On the most vexing cultural issues of our time, there is likely to be little ultimate progress without both the wisdom that we cultivate on this campus and the vital witness of institutional churches.
The fight against racism needs sociologists and musicians, educators and historians, Broene Center counselors and residence hall directors, but it also can benefit enormously from recent discussions in the CRC and RCA about the Belhar Confession, a document that emerged out of the struggle over apartheid in South Africa.
Healthy Christian responses to faith-science issues will only come about when lots of Christians absorb the kind of wisdom articulated, for example, in Loren Haarsma's and Uko Zylstra's online interview about intelligent design theory, and when pastors like Scott Hoezee write books about how preaching can be best informed by scientific learning (see his Proclaim the Wonder: Engaging Science on Sunday).
The struggle to parent wisely or to live faithfully as single persons needs expertise from our educators, theologians, developmental psychologists and gender studies courses as well as good church curricula, balanced preaching and the wisdom of local church communities.
The massive prison problem we face in the U.S. demands expertise in criminal justice, political science, sociology and economics. It also needs resources like the CRC's document on restorative justice, as well as the growing pool of congregations engaged in prison ministry.
To address illegal immigration, wise Christians will need expertise from at least a dozen departments on campus, best practices from congregations in both El Paso and Zeeland, as well as denominational Synods at which a Native American Christian leader can stand up, with prophetic twinkle in his eye, and say, "We would be happy to share what we've learned over the last 400 years on this subject ." (as happened on this campus in June!).

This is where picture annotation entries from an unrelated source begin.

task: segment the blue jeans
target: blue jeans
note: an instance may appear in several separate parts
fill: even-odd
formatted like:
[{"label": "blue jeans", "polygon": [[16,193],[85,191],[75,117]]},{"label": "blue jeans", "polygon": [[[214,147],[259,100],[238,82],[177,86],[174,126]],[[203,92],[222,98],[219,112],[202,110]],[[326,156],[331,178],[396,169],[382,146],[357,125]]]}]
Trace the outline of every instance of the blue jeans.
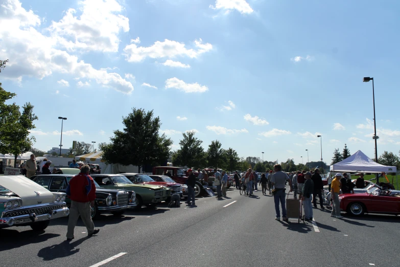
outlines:
[{"label": "blue jeans", "polygon": [[222,193],[221,192],[221,185],[218,185],[217,186],[217,196],[218,197],[222,197]]},{"label": "blue jeans", "polygon": [[195,189],[191,186],[187,186],[187,202],[192,200],[192,204],[195,205]]},{"label": "blue jeans", "polygon": [[286,196],[286,193],[285,193],[284,190],[278,191],[274,195],[275,211],[277,218],[280,217],[280,211],[279,209],[279,202],[280,203],[280,206],[282,207],[282,217],[286,217],[286,201],[285,198]]},{"label": "blue jeans", "polygon": [[306,219],[310,219],[313,217],[313,206],[311,203],[312,199],[312,195],[310,196],[310,197],[304,197],[303,206],[304,206],[304,216]]}]

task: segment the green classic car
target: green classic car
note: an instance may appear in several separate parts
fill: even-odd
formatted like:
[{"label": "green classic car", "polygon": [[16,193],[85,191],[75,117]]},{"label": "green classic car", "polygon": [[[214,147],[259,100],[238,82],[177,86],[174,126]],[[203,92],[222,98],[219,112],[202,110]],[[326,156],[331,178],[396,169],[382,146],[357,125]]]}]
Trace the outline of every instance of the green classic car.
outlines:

The struggle against a culture of frantic busyness needs not only Sabbath and the Lord's Supper, but it needs the kind of awe, gratitude and wonder cultivated by a place with a nature preserve, an online library of patristic theology, poetry readings, an astronomy lab, and musical and theater performances that are so compelling that they elicit pregnant silence before the audience's final applause.

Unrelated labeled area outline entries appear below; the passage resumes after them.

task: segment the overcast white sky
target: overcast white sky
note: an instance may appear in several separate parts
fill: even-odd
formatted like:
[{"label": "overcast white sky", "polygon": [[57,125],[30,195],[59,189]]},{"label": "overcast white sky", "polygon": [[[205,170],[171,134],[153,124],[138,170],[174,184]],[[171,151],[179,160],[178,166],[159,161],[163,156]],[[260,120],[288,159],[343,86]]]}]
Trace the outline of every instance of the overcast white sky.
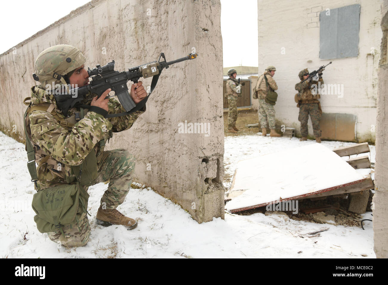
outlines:
[{"label": "overcast white sky", "polygon": [[[17,5],[14,1],[2,1],[0,54],[89,2],[36,0],[20,1]],[[257,0],[221,2],[223,66],[257,66]]]}]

None of these issues will be adequately solved by AM talk radio. None will be solved by the diet of most church-based adult education forums. And none can be solved by colleges working in isolation. But the prospects for a college and church working together in harmony are enormous.
The Communion of Saints
In the Apostles' Creed, the basic assertion about the holy catholic church is followed by the phrase, "I believe . the communion of saints." The Heidelberg Catechism, whose soaring and soothing tones can sometimes lead us to miss its prophetic urgency, explains what this means in this way: "that believers one and all, as members of this community share in Christ and in all his treasures and gifts . that each member should consider it a duty to use these gifts readily and cheerfully for the service and enrichment of the other members."
My own view is our observance of the CRC 150th anniversary should challenge us to live deeply into these images of gift-giving, partnership and communion.
May God's Spirit help us to discover gratitude in remembering the denomination to which we are covenentally related, and the opportunity this relationship gives us to participate in very embodied, tangible redemption projects in all sorts of ordinary places.
And may God's Spirit challenge us to imagine and carry out some constructive, prophetic and loving ways to work with churches of all types to address some of our world's most vexing problems in Jesus' name.